The no-nonsense matriarch of New Zealand netball is not usually one to show emotion but yesterday Lois Muir struggled as 2500 Dunedin fans rose to their feet to acknowledge the end of a coaching career which has spanned more than three decades.
Muir's Otago Rebels suffered the cruel fate of beating the Diamonds 48-46 but losing the fight for a National Bank Cup semifinal spot.
The Rebels needed to beat the Diamonds by six to scrape into the top-four play-offs.
The Diamonds will now meet the Southern Sting in Auckland on Sunday afternoon in the sudden-death play-off.
The Magic will play the Force in Hamilton on Friday night. The winner of this match will advance directly to the final and the loser will meet the winner of the Diamonds-Sting game to determine the other finalist.
Yesterday afternoon, 70-year-old Muir was the toast of netball the fraternity as the curtain came down on her coaching career - one of the longest and most successful in New Zealand sport.
"When they were warming up I had a bit of a lump in my throat and thought to myself I am going to miss being with these players, and had a little bit of a cry," Muir said.
"Once we got into the game it was busy but that big lump in my throat came back afterwards."
Muir will also stand down as a member of the Rebels board.
Former Netball New Zealand chair Kereyn Smith, who presented Muir with a diamond watch, said her former players would remember Muir as being "formidable and fearsome but with great fondness".
During her 15 years as New Zealand coach, which ended in 1988, Muir guided the national side to 87 wins, five draws and only 10 losses in 102 tests.
She helped the Silver Ferns to two world championships - in 1979, when they finished first equal with Australia and Trinidad and Tobago, and in 1987, when New Zealand won outright.
As a player Muir represented New Zealand in netball and basketball.
She has served as an administrator for Netball NZ, the Hillary Commission, the Sports Foundation, the Masters Games and the New Zealand Sports Hall of Fame, into which she was inducted in 1993.
While the world championship wins are the highlights of her career, Muir has said, she has also had a lot of pleasure from seeing players she coached still involved in netball.

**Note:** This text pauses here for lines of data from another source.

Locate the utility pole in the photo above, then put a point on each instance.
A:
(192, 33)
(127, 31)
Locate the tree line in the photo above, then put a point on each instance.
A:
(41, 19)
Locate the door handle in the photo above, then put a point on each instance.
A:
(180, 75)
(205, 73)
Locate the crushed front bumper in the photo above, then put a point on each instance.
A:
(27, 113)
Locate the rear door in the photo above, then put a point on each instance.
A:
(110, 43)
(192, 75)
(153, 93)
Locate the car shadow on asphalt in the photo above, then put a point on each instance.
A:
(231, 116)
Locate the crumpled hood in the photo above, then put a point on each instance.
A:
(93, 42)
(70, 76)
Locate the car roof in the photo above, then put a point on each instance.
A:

"That is exciting for me ... to see they still have a passion for it."
A survivor of breast cancer, Muir is the patron of Breast Cancer New Zealand and has always joked about not being ready for her rocking chair.
Even now the chair will have to wait, as Muir plans to continue working with age-group players and would be keen to cement a technical advisory role.
"Don't even mention the rocking chair," she laughs.